Estas prácticas -parte de la “actividad común” que constituía cotidianamente a las comunidades-43 remite más que a formas sustanciales, a construcciones relacionales de la pertenencia al pueblo de indios, a maneras de integración y ejercicio de derechos que excedían las contempladas por las leyes vigentes y las nociones hispánicas de la autoctonía. Sugieren considerar las reducciones no sólo como entidades discretas sino como puntos dentro de espacios más amplios de movilidad, donde se conectaban con estancias, parajes rurales, ciudades… en el curso de crianzas, matrimonios, trajines y conflictos.
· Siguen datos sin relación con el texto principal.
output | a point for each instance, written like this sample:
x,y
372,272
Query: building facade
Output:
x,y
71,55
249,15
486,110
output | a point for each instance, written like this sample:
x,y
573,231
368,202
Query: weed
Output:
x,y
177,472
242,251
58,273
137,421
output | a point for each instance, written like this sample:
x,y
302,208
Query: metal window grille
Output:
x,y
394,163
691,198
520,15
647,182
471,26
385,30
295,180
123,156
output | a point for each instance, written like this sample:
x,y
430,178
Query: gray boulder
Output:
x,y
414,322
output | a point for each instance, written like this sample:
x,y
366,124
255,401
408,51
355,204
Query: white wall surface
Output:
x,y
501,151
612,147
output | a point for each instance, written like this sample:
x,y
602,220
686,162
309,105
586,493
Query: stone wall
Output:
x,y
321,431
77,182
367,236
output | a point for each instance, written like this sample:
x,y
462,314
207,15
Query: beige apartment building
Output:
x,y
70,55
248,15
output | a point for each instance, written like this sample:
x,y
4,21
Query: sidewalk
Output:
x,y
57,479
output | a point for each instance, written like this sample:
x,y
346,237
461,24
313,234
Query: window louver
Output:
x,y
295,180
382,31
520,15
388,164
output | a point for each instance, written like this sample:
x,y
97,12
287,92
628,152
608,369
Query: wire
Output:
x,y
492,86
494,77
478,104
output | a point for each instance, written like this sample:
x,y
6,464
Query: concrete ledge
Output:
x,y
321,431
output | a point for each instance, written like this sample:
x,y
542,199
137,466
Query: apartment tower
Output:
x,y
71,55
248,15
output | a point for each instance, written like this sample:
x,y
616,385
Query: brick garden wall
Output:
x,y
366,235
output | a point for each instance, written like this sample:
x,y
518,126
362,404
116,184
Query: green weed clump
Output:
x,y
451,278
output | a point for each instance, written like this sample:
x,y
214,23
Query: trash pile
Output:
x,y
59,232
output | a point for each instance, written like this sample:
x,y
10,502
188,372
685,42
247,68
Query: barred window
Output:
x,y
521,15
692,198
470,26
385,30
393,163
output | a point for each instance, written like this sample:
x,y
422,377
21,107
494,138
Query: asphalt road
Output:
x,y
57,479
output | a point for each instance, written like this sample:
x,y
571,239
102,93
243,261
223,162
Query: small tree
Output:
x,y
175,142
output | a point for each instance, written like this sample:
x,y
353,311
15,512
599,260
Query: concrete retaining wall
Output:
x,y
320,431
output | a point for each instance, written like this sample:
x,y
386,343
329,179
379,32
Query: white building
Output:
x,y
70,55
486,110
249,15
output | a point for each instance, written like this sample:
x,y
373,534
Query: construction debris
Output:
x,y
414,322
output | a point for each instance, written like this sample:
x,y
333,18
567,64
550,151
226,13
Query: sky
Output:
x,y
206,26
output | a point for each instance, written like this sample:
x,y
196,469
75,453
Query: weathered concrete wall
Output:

Esos movimientos, inscriptos en procesos más largos de desagregaciones y reconstituciones, desbordan los criterios de legitimidad hispanos basados en la pureza de sangre y acercan a los pueblos de Córdoba a experiencias similares en otros espacios del Virreinato, de integración de las reducciones en patrones de organización, migración, asentamiento y acceso a los recursos distintos de los planificados para la “república de indios”.44
En ese sentido, la observación de las contiendas sobre la naturaleza y legitimidad de los pueblos de indios en el siglo XVIII aporta elementos para comprender, dentro de una temporalidad más profunda, las construcciones políticas e intersubjetivas de la raza y la aboriginalidad en el presente, tan permeadas por representaciones conflictivas acerca de la autenticidad y legitimidad de quienes en Córdoba se adscriben como aborígenes comechingones (Palladino, 2012 y 2013; Stagnaro, 2013; Bompadre, 2016) y reconocen parte de su historia no sólo en los pueblos originarios de tiempos prehispánicos sino en la experiencia colonial de los pueblos de indios.